If a scuba diver releases a 10-mL air bubble below the surface where the pressure is 3.5 atm, what is the volume (in mL) of the bubble when it rises to the surface and the pressure is 1.0 atm?

1 Answer
Aug 14, 2016

Answer:

Larger! This is a simple manifestation of Boyle's Law .

Explanation:

#P_1V_1=P_2V_2#

And thus #V_2=(P_1V_1)/P_2# #=# #(10*mLxx3.5*atm)/(1.0*atm)# #=# #35*mL#

This MARKED difference in volume illustrates the key rule in scuba diving, something the instructors hammer home to you from your very first lesson:

#"NEVER HOLD YOUR BREATH"#.

Many fatalities have occurred when scuba divers ascend without breathing out (even a 1-2 m ascent is dangerous); the pressure in their lungs can expand rapidly upon ascent. Of course at 30-40 m depths they are breathing air at 4-5 atmospheres.
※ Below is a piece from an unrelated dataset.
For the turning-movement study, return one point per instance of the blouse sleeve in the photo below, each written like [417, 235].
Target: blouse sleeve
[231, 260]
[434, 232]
This is not so much a problem for those (few) free divers that can simply hold their breaths, as the gas in their lungs compresses upon descent and the volume of expansion is fixed.

Even when you are breathing properly at depth, divers can suffer disorientation and confusion due to the narcotic effects of nitrogen at pressure (i.e. "nitrogen narcosis").